/anonymization-with-gitpod

Anonymize production data to use in your CDEs

Primary LanguagePython

Anonymizing Data in Ephemeral Environments

This is a demo application for ephemeral development environments, such as testing, staging, and sandbox setups. It can be used for reference or as a starting point to build vendor specific architectures that work with Privacy Dynamics. The application is designed to be as simple and basic as possible.

A reference architecture

The reference architecture we propose is designed specifically for ephemeral development environments. These environments often contain subsets of production data, making it essential to safeguard Personally Identifiable Information (PII) and other sensitive details.

Key components:

  1. Source data. This component represents the data that needs to be anonymized. It could be a database, file storage, or any other data repository. In this example, the source data is a PostgreSQL container seeded from a synthetically generated JSON document.
  2. Anonymization engine. The anonymization engine is the core component responsible for processing and transforming data to remove sensitive information. Privacy Dynamics serves as the anonymization engine in this example.
  3. Anonymized data. An anonymized copy of the source data that is used for development and testing purposes while protecting individual privacy.

The application contains two services, a front-end and back-end, both written in Python. The back-end contains a fake dataset of users to represent a production database.

For the demonstration, two instances of the app should be started. One instance to represent a production application and the second instance to represent a development or preview environment. Privacy Dynamics connects to the first instance, anonymizes data in memory, and writes the anonymized copy to the second instance.

Leveraging Privacy Dynamics

The demonstration relies on the Privacy Dynamics Software-as-a-Service (SaaS) platform to anonymize the dataset. In order for Privacy Dynamics to work, it must be able to connect to both the source and destination databases. In most cases, networking adjustments must be made to make the databases accessible by Privacy Dynamics.

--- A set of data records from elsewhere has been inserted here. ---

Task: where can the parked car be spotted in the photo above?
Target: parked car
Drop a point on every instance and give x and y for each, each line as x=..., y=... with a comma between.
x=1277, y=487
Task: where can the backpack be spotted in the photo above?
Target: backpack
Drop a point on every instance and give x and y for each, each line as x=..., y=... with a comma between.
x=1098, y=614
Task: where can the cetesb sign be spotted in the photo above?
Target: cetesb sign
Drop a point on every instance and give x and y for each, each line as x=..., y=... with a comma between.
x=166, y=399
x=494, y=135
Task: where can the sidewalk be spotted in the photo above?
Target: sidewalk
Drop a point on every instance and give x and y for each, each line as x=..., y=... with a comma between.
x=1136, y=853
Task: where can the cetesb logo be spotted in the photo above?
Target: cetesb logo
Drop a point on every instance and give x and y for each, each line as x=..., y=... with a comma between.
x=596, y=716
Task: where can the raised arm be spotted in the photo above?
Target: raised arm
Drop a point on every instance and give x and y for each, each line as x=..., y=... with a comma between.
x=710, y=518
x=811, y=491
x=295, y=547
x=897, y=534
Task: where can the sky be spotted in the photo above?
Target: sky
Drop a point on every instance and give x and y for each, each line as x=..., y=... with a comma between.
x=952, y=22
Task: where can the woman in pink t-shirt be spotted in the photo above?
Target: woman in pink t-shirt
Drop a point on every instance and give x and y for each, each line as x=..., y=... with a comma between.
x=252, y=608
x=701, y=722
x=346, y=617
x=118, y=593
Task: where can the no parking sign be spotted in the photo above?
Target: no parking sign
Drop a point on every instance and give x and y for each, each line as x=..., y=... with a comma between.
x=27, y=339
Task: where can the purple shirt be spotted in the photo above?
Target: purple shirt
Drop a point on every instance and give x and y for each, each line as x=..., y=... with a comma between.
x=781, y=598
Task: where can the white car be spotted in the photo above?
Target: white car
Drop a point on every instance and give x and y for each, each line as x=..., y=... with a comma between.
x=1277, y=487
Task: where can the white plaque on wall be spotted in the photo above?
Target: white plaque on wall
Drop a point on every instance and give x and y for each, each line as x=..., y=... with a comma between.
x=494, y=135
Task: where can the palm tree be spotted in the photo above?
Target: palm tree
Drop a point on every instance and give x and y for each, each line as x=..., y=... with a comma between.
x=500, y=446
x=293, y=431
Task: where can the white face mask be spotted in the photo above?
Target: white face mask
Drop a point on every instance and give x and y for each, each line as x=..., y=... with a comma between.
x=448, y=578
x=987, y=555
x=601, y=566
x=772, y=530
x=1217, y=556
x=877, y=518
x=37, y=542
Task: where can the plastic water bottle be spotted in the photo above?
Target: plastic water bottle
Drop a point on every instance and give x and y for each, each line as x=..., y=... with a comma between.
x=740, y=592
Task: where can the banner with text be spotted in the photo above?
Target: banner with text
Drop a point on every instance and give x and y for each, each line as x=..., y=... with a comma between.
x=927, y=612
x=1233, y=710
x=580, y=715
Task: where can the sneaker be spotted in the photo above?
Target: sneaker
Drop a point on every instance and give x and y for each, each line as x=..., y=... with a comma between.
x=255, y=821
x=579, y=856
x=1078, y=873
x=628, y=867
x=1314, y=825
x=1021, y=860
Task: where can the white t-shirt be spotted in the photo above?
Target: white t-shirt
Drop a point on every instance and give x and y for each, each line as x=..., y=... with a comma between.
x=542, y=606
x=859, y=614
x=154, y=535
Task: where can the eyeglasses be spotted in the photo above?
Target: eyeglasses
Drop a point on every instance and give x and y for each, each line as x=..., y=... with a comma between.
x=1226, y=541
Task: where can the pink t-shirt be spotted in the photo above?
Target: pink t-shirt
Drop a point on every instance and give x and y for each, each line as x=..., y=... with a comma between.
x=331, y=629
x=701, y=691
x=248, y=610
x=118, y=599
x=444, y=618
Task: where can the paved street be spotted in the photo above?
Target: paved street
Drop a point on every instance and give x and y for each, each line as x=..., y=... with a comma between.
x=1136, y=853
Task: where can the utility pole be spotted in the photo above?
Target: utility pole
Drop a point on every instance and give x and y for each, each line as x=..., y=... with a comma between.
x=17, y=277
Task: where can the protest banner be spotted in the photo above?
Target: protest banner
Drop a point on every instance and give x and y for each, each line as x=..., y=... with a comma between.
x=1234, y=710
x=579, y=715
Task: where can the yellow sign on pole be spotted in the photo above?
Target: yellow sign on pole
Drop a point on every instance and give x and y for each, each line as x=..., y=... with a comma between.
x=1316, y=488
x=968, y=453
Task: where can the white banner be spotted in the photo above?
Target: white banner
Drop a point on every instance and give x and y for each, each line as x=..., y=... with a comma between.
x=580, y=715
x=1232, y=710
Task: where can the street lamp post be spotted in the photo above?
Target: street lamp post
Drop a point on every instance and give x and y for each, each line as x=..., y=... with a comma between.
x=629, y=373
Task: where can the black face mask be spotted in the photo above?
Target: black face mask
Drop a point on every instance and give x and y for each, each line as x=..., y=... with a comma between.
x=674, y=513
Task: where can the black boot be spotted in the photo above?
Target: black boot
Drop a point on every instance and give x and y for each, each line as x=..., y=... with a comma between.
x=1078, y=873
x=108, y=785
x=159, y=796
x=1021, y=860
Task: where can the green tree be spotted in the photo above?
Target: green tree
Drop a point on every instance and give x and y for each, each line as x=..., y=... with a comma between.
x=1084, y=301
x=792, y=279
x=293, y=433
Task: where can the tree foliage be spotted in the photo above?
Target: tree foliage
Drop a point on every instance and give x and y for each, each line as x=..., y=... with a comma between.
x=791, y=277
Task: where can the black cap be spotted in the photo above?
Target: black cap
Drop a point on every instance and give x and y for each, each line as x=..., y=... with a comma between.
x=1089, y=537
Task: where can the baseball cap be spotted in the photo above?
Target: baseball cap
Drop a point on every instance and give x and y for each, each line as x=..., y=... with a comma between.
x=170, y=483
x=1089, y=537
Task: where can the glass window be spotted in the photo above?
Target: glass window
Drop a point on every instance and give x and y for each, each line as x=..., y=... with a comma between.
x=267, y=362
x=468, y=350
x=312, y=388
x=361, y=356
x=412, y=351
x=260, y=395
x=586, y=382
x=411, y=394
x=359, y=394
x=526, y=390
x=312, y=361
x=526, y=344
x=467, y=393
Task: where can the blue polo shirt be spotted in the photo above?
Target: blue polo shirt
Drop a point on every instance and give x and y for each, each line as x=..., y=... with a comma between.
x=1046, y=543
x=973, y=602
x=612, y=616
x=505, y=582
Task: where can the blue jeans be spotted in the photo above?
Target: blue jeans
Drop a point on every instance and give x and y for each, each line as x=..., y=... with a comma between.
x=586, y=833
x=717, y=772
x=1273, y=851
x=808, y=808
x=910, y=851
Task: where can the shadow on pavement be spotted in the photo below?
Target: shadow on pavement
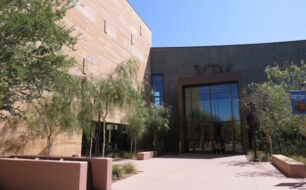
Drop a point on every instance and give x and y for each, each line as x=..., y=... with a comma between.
x=298, y=185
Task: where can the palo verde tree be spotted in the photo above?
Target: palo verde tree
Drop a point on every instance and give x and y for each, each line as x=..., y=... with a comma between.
x=54, y=113
x=114, y=93
x=31, y=59
x=270, y=103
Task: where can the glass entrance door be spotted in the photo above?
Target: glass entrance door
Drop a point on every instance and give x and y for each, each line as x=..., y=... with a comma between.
x=212, y=115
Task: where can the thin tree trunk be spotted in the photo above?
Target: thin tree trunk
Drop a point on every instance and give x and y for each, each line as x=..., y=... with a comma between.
x=270, y=143
x=131, y=145
x=103, y=143
x=91, y=141
x=97, y=152
x=104, y=131
x=49, y=144
x=154, y=142
x=135, y=145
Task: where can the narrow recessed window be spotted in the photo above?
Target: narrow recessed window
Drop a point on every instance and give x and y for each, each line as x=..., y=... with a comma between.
x=158, y=89
x=85, y=66
x=105, y=27
x=132, y=40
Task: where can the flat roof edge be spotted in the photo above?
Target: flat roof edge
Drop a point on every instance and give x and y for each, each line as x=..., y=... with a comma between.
x=228, y=45
x=139, y=15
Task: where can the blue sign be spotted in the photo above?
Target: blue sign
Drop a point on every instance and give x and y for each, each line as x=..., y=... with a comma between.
x=298, y=102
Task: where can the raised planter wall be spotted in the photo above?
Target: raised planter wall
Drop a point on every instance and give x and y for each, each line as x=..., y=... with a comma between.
x=99, y=175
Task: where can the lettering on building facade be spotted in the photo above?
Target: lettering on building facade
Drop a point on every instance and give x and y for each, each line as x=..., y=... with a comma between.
x=212, y=68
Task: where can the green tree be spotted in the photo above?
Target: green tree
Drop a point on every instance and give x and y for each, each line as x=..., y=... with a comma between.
x=158, y=122
x=115, y=93
x=52, y=114
x=31, y=59
x=270, y=104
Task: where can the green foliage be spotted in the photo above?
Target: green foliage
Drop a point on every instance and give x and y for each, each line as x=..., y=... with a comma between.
x=261, y=156
x=121, y=171
x=52, y=114
x=122, y=155
x=269, y=103
x=31, y=59
x=129, y=168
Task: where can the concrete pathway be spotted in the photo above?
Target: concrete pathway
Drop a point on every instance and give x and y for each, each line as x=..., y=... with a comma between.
x=199, y=172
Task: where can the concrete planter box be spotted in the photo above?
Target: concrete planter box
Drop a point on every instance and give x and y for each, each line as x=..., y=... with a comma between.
x=98, y=172
x=289, y=167
x=146, y=155
x=25, y=174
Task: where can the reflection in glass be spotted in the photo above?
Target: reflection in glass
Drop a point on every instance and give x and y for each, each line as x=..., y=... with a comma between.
x=235, y=102
x=158, y=89
x=206, y=106
x=227, y=136
x=238, y=138
x=221, y=103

Once connectivity to the databases is established, a base environment can be used to store an anonymized copy of production data, refreshed on an hourly, daily, or weekly schedule. Database snapshots are used to copy and replicate the anonymized data to n number of remote environments.

Getting started

You can run a single instance of the application locally. All you need to get started is Docker installed on your local machine.

  1. Start the application with docker compose -up --build. This will seed the PostgreSQL database with data from the JSON file.
  2. Navigate to http://localhost:5000 in your browser.